Quelle: Ralf Hirschberger/dpa

Osnabrück. Nichts ist vor Grundschulen mehr gefürchtet, als Mamas Taxi: Egal ob auf dem Gehsteig, Zebrastreifen oder direkt vorm Schultor - manch Mutter (und Vater) würde ihren Sprössling wohl am liebsten bis ins Klassenzimmer kutschieren, um ihn sicher an Ort und Stelle zu wissen. Die Verkehrsvorschriften geraten dabei schnell zur Nebensache.

Tatsächlich gibt es viele mehr oder minder triftige Gründe, warum Eltern ihre Kinder morgens mit dem Auto zur Schule fahren - etwa weil die Schule auf dem Arbeitsweg liegt, zu weit vom Elternhaus entfernt ist oder das Wetter nicht entsprechend - mitunter spielen sich dadurch vor allem vor Grundschulen chaotische Szenen ab.

Osnabrück führt Bannmeilen ein

Die Stadt Osnabrück will diesem Treiben nun ein für allemal ein Ende setzen. Mit Bannmeilen wollen sie die sogenannten "Eltern-Taxis" aus dem direkten Umfeld der Schulen fernhalten. Am Dienstagabend wurde ein entsprechender Antrag der Zählgemeinschaft von SPD und Grünen im Rat der Stadt diskutiert, wie die "Neue Osnabrücker Zeitung" am Dienstag berichtete. Demnach soll die Verwaltung die Verkehrssicherheit rund um die Schulen verbessern, um so Gefahrensituationen zu verhindern.
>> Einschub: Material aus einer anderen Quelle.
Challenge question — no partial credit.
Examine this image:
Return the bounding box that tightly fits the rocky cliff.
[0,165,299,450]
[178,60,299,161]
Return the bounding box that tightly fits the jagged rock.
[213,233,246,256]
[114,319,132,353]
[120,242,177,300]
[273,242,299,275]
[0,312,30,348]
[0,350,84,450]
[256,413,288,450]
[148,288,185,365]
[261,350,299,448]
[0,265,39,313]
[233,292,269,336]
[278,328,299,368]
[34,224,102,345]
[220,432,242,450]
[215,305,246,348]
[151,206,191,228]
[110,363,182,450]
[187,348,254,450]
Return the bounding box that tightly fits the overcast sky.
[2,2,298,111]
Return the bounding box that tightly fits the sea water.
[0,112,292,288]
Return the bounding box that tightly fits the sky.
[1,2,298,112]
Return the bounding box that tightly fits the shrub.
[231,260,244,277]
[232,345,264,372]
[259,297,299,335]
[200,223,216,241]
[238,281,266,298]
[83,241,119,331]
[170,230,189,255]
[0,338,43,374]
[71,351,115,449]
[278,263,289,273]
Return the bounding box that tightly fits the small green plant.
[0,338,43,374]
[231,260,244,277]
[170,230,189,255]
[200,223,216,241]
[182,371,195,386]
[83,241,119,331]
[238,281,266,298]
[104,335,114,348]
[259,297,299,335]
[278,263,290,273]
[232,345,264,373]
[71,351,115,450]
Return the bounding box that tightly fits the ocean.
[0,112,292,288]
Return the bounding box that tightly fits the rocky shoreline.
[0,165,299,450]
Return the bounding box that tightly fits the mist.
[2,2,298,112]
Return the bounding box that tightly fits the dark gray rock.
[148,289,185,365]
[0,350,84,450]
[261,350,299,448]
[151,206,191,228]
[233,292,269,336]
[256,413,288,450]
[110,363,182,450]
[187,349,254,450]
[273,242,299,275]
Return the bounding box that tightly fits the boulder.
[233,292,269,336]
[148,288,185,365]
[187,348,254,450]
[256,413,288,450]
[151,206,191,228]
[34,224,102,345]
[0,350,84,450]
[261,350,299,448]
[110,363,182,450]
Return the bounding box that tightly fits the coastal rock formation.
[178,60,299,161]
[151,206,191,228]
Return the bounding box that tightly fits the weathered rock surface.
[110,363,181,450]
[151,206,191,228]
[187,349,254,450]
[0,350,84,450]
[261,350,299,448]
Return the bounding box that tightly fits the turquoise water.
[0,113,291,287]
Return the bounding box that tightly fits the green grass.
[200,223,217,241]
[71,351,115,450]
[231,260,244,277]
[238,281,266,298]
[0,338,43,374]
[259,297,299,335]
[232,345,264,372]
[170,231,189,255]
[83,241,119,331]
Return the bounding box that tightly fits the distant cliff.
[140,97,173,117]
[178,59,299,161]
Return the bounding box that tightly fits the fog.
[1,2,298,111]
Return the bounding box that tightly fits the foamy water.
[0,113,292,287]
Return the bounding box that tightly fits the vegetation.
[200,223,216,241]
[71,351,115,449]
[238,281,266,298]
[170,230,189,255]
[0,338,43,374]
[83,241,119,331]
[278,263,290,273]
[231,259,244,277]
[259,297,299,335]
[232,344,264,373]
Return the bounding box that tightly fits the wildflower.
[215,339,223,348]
Angedacht ist auch die Einrichtung alternativer Haltepunkte (Kiss and Ride) in einem angemessenen Abstand zu den Schulen.

Das Thema steht in Osnabrück, wie auch in diversen anderen Städten, immer wieder auf der Agenda. Erst kurz vor der Ratssitzung hatte der Elternrat einer Osnabrücker Grundschule wieder einen Hilferuf an die Zählgemeinschaft aus SPD und Grünen abgesetzt aus dem hervorgeht, dass Eltern auf ihr rücksichtsloses Fahrverhalten angesprochen, verständnislos, mitunter sogar aggressiv, reagierten. Auch eine gemeinschaftliche Aktion mit der Polizei und die Verhängung von Bußgeldern habe nicht den erhofften Erfolg gebracht.

Politiker fordert absolutes Halteverbot vor Schulen

Auch die Verkehrsministerkonferenz hatte sich bereits Ende vergangenen Jahres mit dem Thema "Elterntaxi" befasst. Nordrhein-Westfalens Verkehrsminister Michael Groschek (SPD) hatte sich dort für ein absolutes Halteverbot vor Kindergärten und Schulen ausgesprochen. Der ADAC hatte in diesem Zusammenhang angeregt, sogenannte Elterntaxi-Haltestellen in etwa 250 Metern Abstand von den Schulen einzurichten.